Sunday, October 15, 2006

Scouting

Continuing the theme of campaign games, let's look at scouting. What is it, what's the purpose, and how to do it.

Scouting allows players to use hidden movement. Hidden movement replicates one of the features of a real campaign: you don't know what's out there, or where it is. This allows surprise, daring maneuvers, and the like. Armies have devoted whole formations to battlefield intelligence. This was one of the reasons why there were 31 regiments of Chasseurs a Cheval and 8 of Hussars in Napoleon's army. This is what Jeb Stuart spent most of his time doing for the Army of Northern Virginia. It was why Frederick the Great stopped raising heavy cavalry and began raising 10 squadron strong hussar regiments. And it was why the Russians raised hussars (their Cossacks weren't very good at finding things, only at keeping the enemy from finding things, the other half of the scouting equation).

Scouts are spread all around the army; some (the rear) are a security cordon, but most are probing forward, looking for traces of the enemy. They check the posts, read the newspapers, look for dust and horse droppings, and so on. And when they find the enemy they try to drive them off, driving them back on their supports until they find infantry. This is what happened at Brandy Station in 1863. Union cavalry was finally stopped, but they ran into infantry from Dick Ewell's corps, which was the first hint the Army of the Potomac had that Lee was on the move.

Most gamers like the smaller actions, the skirmishes and outpost actions. Small parties of troops try to drive each other back, horses rearing, sabers slashing, pistols and carbines banging in the morning air. It makes for a fun game. And it easily replicates what happened in real life.

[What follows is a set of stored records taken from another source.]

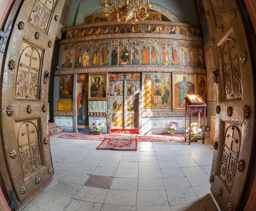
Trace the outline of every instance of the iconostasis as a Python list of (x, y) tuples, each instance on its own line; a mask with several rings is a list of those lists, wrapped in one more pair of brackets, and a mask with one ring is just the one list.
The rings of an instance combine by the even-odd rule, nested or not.
[[(178, 122), (183, 132), (184, 97), (198, 94), (207, 101), (200, 30), (160, 20), (112, 23), (63, 29), (62, 70), (55, 72), (59, 87), (63, 84), (58, 106), (64, 92), (65, 101), (75, 102), (75, 131), (89, 132), (90, 124), (100, 119), (105, 132), (165, 133), (171, 121)], [(76, 92), (70, 98), (72, 77)]]

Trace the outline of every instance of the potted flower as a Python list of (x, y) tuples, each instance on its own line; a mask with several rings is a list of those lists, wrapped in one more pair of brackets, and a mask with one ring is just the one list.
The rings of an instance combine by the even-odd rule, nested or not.
[(178, 127), (178, 124), (176, 121), (170, 122), (168, 125), (168, 132), (170, 132), (171, 135), (173, 135), (175, 132), (177, 132), (177, 128)]
[(102, 123), (99, 120), (96, 120), (93, 121), (90, 127), (91, 130), (93, 130), (94, 134), (100, 135), (101, 132), (103, 130), (104, 124)]
[(196, 138), (201, 138), (202, 135), (199, 133), (202, 131), (202, 129), (199, 128), (197, 122), (193, 122), (191, 124), (191, 128), (189, 127), (186, 130), (186, 135), (187, 137), (189, 136), (189, 130), (190, 130), (190, 139), (193, 139)]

Doing that on the tabletop, or more properly on the map, is a bit harder. You can't game out every contact. I tried it once. We assiduously laid out every contact we had, and found we spent most of our time adjudicating those contacts. A lot of them were of troops just staring at each other, noting uniforms, and reporting the contact. We all agreed that it was great in theory, but it wasn't anything we wanted to try again. We needed a table of some kind.

Quite a number of years ago the ACW rules On to Richmond were published by The Courier magazine. In the back were a set of rules for a campaign game. And featured in the rules was a scouting method that was easily transferred to nearly any campaign game.

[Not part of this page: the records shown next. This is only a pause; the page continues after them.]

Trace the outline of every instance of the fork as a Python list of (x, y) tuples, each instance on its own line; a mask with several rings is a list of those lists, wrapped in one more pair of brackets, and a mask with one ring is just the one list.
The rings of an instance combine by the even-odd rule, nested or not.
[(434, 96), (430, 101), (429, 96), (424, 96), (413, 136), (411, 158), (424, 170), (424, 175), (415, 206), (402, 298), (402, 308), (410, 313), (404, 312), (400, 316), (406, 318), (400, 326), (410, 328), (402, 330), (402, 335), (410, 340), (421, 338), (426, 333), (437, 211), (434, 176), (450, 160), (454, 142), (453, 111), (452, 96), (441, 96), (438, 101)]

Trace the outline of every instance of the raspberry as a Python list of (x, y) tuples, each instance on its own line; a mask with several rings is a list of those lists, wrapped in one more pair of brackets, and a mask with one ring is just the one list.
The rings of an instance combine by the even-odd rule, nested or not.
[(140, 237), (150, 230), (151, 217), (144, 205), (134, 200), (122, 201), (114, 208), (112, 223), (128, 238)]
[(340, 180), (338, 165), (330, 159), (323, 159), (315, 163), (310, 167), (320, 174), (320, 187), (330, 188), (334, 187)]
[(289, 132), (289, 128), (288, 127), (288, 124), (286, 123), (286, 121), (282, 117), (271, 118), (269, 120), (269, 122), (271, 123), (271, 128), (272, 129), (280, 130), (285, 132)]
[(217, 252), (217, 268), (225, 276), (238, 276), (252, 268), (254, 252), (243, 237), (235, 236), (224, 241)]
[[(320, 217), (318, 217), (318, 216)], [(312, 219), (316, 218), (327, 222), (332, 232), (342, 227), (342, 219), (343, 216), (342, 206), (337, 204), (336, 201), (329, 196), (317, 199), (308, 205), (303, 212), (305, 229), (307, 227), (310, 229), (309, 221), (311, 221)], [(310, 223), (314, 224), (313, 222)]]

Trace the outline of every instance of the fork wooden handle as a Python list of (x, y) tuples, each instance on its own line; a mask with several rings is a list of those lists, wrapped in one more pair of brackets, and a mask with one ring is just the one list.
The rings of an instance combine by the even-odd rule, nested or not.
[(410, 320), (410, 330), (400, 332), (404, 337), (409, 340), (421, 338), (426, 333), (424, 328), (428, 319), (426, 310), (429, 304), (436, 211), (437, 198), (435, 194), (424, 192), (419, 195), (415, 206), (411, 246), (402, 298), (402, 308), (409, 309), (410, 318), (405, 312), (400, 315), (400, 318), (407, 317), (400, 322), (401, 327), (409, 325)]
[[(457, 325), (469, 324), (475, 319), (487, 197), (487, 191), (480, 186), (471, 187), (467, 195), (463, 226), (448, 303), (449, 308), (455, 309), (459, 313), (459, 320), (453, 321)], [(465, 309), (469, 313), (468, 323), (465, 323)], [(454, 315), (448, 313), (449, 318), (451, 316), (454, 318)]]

Scouting and Screening is conducted by cavalry. A cavalry brigade may scout into hex adjoining theirs. A cavalry brigade may produce up to 4 patrols. Players must designate which units are scouting/screening which hexes. Note that patrols only cross rivers at bridges.

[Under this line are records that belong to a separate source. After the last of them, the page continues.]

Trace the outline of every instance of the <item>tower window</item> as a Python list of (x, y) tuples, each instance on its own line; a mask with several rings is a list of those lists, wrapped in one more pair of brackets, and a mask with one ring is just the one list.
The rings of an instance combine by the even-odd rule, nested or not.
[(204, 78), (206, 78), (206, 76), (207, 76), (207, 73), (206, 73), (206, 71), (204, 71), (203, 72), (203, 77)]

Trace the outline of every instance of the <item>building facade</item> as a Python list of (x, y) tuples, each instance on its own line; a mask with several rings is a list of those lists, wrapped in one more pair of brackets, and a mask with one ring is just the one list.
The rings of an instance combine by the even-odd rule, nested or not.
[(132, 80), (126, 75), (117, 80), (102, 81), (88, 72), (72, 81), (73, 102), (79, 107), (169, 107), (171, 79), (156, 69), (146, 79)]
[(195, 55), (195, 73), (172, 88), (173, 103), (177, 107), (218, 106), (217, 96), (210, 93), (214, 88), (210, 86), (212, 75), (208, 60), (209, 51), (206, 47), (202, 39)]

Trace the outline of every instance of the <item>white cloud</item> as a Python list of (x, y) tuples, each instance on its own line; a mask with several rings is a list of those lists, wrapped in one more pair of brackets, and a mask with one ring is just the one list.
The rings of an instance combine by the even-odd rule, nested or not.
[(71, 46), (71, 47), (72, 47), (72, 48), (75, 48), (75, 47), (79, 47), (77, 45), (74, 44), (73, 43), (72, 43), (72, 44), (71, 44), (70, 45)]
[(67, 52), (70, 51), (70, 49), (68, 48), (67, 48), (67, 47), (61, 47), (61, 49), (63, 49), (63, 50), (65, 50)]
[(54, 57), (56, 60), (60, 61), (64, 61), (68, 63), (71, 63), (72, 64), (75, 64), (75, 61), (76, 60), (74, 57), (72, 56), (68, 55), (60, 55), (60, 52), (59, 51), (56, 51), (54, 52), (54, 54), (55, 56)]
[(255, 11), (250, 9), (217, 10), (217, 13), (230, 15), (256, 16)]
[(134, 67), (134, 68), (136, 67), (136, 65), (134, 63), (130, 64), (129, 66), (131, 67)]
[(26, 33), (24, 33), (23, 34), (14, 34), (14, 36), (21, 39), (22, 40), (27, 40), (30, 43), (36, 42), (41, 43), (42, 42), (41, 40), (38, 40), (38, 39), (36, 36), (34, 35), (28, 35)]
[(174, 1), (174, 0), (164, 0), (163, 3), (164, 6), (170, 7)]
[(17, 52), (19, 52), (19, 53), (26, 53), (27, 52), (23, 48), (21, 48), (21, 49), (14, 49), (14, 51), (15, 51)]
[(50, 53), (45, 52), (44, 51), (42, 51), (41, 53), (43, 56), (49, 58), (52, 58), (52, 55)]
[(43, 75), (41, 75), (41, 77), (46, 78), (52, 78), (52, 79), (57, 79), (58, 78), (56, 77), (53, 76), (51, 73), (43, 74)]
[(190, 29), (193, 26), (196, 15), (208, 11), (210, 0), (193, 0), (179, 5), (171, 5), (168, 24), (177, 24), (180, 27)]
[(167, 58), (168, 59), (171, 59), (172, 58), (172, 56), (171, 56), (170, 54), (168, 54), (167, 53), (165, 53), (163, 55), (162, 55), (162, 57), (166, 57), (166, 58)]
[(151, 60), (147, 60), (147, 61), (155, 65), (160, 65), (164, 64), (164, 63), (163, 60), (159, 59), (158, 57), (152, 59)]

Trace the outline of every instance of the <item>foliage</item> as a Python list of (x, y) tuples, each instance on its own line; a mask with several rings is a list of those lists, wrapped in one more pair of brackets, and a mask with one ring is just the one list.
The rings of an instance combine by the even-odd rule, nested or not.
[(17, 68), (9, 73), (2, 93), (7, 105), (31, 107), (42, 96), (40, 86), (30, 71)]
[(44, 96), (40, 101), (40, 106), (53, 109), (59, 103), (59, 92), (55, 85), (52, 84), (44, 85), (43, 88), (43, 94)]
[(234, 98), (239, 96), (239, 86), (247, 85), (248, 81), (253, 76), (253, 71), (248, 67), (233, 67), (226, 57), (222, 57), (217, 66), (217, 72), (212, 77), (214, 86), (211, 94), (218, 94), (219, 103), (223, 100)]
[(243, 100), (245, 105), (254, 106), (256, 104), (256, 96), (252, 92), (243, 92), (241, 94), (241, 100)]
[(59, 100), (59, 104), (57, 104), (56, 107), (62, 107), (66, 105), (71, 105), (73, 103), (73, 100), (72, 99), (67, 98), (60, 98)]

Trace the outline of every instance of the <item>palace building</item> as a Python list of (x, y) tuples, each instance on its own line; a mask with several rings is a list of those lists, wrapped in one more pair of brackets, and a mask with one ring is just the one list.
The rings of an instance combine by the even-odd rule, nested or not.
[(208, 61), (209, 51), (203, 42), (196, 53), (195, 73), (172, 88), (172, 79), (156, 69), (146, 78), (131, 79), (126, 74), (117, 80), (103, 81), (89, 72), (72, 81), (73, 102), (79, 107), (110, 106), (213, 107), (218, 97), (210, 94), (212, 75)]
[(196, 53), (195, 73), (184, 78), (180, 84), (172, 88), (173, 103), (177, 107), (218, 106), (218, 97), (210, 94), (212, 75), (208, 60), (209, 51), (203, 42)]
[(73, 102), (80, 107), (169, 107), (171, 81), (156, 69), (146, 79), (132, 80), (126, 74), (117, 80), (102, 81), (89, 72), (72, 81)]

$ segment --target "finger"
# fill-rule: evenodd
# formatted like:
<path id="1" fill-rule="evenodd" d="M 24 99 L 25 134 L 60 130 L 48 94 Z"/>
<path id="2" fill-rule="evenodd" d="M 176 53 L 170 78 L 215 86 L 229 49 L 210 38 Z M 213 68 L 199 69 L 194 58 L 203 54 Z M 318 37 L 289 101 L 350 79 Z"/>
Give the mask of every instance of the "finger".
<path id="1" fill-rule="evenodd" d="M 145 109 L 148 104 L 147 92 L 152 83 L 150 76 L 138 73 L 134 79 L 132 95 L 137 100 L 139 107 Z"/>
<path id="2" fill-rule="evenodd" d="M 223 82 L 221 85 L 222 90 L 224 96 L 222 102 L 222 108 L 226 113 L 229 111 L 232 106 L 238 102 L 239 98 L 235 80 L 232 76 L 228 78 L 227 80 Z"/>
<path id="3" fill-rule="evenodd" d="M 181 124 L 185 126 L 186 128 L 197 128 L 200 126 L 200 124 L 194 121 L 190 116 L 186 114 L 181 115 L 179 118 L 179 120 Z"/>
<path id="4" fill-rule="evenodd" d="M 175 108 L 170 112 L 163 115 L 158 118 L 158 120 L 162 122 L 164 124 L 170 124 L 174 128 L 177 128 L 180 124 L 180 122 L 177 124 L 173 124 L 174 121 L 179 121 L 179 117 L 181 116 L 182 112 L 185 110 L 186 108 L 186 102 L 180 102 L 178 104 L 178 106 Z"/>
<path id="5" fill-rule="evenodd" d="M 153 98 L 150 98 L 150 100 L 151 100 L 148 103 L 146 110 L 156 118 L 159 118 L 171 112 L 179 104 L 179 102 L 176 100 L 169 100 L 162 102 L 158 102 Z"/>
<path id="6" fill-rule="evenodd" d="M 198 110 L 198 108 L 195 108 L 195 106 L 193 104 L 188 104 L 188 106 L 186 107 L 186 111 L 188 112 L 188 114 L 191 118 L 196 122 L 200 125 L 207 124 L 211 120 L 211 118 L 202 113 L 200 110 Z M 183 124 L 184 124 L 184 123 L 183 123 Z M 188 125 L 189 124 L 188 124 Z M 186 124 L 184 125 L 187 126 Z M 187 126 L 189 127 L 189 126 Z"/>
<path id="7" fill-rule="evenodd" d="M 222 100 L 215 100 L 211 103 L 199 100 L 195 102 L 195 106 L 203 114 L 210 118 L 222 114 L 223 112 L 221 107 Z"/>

The referee rolls on the table below to determine what each patrol sees. Note that if there is no enemy within 4 hexes the patrols will report no contact. Within 4 hexes the patrols might see things that aren't there. If opposing patrols are in the same hex a "patrol action" will be fought, and the winning side will then conduct scouting while the defeated side will report seeing nothing, both sides will report the skirmish, and which opposing units were in it (they noted the uniforms).

die nothing present light troops present formed troops present
0 nothing seen nothing seen nothing seen
1 nothing seen nothing seen patrols seen
2 nothing seen patrols seen formed cav
3 nothing seen formed cav formed cav
4 patrols seen formed cav formed troops
5 patrols seen formed troops formed troops
6 formed cav formed troops formed troops
7 formed troops formed troops formed troops

definitions:
nothing seen just that
patrols seen enemy patrols spotted, uniform details upon request
formed cav non-screening enemy cavalry seen
formed troops troops in rows with standards and artillery seen

Troops spotting formed troops will give a rough count of the number of troops present (referee will report this). The higher the number, the more accurate the report is.

Patrol Actions are skirmish between opposing patrols. To conduct a patrol action the referee totals the number of patrols for each side in a hex, and adds the throw of 1d6. The higher number wins. If the numbers are tied, the referee rolls again until he has a winner. He reports to each side that there was a clash, and furnishes uniform details of the units in the clash. The winning side then conducts scouting, while the losing side is told they saw nothing.

This above system will produce a lot of misinformation! That's its purpose. It is up to the player to sort the wheat from the chaff (most intelligence failures are in interpretation). Players (just like real generals) often act upon inaccurate information.

So try it in the next campaign. It will add an element of uncertainty not found in a lot of boardgames (except the double-blind ones). It will make for some unexpected battles, which is one of the fun elements of a campaign game.